Art: In Chicago

2 minute read
TIME

Opened the 37th annual exhibit of American painting and sculpture at the Chicago Art Institute. The pictures, 325 in number, had been chosen by a jury which for many weeks searched the U. S., selecting from proposed entries those which best recommended themselves to the eye, with a continual hope of discovering among young artists some mute, inglorious Millet, some untrumpeted Whistler or coy Corot. The pictures were put on view; prizes were awarded. To Eugene F. Savage of Manhattan went the Frank G. Logan medal, carrying with it $1,500, for his painting Recessional, which showed (lifesize) the Four Horsemen of the Apocalypse, fire in their nostrils, clouds in their hair, racing and racing down the midway of eternity.

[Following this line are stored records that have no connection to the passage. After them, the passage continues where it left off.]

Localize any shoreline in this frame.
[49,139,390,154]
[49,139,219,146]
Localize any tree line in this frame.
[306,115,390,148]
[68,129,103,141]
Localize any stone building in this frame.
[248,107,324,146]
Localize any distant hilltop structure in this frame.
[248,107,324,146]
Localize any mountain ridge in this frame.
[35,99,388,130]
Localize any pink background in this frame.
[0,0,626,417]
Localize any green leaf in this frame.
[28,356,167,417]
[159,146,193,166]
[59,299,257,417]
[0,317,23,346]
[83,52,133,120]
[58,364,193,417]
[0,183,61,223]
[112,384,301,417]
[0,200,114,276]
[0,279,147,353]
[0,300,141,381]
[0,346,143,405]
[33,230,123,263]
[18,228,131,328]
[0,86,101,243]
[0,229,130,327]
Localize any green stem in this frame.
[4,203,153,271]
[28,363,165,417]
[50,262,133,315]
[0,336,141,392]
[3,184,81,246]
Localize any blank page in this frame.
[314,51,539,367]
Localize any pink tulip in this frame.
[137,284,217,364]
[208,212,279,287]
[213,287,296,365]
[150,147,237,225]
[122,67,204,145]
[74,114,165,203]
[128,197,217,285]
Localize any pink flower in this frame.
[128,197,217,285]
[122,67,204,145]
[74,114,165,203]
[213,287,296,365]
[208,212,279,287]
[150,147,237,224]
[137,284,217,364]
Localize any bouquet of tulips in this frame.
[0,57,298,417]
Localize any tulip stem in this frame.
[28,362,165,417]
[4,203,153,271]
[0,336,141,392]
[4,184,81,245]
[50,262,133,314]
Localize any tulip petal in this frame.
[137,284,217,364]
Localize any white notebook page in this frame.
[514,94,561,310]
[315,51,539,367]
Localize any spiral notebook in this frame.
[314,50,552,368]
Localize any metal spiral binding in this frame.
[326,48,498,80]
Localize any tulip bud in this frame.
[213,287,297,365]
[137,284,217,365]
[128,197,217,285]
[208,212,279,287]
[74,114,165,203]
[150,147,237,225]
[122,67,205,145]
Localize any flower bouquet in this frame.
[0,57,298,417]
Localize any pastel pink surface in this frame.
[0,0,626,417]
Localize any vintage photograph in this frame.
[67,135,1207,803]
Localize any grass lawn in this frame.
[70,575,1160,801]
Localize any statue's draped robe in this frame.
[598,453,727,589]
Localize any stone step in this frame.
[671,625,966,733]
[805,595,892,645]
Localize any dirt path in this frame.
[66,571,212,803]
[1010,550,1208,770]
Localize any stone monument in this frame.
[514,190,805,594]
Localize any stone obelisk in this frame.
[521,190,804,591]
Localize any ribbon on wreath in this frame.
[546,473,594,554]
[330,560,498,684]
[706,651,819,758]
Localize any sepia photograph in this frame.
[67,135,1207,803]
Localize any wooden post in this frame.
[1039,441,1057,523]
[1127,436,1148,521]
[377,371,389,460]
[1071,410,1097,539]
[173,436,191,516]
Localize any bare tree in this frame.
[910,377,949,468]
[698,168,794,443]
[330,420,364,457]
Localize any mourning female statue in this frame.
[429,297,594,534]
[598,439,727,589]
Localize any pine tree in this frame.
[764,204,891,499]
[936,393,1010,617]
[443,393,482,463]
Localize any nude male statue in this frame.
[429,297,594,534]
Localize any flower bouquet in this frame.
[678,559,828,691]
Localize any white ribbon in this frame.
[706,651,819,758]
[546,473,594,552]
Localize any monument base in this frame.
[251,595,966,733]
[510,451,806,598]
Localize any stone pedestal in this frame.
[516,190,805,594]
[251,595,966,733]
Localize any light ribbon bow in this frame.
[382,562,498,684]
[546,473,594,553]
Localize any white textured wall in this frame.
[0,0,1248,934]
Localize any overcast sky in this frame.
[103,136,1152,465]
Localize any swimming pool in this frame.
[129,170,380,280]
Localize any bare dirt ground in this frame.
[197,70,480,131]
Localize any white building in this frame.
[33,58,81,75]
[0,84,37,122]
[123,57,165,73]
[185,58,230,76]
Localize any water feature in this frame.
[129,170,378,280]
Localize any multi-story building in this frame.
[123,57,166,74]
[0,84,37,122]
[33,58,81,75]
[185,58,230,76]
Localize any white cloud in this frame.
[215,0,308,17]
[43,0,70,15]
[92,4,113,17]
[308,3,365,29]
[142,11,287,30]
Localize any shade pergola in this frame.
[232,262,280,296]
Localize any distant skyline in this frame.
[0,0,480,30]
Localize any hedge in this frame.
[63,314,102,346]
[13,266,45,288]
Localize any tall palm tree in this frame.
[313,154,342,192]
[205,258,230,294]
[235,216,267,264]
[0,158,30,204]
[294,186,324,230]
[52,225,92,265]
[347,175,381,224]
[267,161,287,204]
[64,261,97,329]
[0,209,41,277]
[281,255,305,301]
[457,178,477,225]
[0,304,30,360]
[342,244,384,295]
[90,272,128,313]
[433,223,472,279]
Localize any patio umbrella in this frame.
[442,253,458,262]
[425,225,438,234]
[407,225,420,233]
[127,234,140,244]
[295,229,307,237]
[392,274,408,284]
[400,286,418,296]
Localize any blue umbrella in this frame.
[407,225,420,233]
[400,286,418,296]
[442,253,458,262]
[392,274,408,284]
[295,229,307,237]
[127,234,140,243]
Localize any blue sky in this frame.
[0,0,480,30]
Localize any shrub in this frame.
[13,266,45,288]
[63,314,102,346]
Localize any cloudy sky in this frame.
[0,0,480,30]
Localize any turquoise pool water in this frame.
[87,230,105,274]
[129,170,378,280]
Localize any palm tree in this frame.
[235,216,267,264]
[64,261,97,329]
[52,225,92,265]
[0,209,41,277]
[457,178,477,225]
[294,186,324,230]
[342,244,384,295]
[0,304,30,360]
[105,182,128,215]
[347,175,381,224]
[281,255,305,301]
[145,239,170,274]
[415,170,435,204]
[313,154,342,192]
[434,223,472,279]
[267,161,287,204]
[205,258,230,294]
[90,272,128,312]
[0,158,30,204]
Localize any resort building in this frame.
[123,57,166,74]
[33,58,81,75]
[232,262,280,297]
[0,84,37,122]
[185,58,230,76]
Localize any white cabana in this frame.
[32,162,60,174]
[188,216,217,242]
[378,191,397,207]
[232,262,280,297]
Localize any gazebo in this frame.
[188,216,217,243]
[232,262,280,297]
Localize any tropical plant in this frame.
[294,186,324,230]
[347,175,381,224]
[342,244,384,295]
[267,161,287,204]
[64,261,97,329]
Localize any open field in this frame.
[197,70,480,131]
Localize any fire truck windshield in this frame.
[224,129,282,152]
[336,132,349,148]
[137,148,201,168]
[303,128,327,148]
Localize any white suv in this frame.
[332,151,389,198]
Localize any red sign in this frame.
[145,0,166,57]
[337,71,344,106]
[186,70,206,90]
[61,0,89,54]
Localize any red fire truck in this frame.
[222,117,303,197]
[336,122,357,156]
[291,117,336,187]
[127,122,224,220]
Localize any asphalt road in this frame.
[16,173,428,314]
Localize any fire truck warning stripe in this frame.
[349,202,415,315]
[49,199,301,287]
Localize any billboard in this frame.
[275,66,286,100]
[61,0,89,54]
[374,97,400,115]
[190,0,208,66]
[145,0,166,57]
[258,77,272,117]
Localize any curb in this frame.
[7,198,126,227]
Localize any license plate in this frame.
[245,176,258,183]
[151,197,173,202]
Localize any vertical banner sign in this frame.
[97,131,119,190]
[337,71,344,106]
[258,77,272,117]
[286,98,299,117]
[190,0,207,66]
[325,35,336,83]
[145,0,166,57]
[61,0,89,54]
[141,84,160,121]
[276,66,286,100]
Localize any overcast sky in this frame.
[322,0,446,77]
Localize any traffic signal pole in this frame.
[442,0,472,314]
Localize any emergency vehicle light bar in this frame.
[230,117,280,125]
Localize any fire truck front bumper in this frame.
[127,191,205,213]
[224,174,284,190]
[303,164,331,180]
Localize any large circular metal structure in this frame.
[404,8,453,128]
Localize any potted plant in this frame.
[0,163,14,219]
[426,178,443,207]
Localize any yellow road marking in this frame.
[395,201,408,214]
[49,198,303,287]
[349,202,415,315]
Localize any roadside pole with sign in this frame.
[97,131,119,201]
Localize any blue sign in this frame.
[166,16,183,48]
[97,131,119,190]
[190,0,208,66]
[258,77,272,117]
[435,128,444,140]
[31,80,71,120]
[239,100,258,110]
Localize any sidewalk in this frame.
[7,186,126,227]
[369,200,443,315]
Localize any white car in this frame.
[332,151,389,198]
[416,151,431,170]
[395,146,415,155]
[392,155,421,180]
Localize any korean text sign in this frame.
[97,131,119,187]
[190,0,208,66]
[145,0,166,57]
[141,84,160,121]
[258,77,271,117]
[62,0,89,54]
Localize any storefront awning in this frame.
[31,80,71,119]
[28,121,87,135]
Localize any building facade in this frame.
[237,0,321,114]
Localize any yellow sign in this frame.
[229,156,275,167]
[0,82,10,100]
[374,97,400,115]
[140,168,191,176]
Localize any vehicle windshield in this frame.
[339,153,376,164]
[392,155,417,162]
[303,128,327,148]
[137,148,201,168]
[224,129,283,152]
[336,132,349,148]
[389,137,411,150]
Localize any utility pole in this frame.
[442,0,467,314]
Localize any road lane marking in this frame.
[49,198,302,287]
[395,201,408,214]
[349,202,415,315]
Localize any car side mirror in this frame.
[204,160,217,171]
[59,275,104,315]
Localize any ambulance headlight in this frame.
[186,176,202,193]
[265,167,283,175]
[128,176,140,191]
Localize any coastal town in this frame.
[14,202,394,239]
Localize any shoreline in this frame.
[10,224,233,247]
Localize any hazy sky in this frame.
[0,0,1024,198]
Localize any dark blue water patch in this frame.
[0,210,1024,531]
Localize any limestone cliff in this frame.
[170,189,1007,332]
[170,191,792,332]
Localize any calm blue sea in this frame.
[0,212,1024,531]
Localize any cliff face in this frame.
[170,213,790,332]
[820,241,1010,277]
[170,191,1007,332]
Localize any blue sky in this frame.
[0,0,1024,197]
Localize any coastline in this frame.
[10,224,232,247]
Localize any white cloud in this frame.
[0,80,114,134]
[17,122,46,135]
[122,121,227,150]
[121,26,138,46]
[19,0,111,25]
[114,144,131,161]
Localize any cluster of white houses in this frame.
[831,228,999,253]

Malcolm Parcell, also of Manhattan, took the Logan $1,000 prize and the Wait Harris $300 award for his two portraits, Jim McKee and My Mother, the latter of which was acclaimed as one of the most exquisite productions ever hung in one of the Institute’s U. S. exhibitions. Young Women, ingratiatingly painted by Leon Droll of Chicago, won for that artist the Potter Palmer prize of $1,000, while one Charles Grafly of Philadelphia was given the last large award, the Keith Spalding $1,000 medal, for his sculpture, Study of a Head of War. Many others were solaced with minor prizes which, though their greatest weight was one of honor, were yet of substance enough to keep coal in studio stoves, tea in studio pots.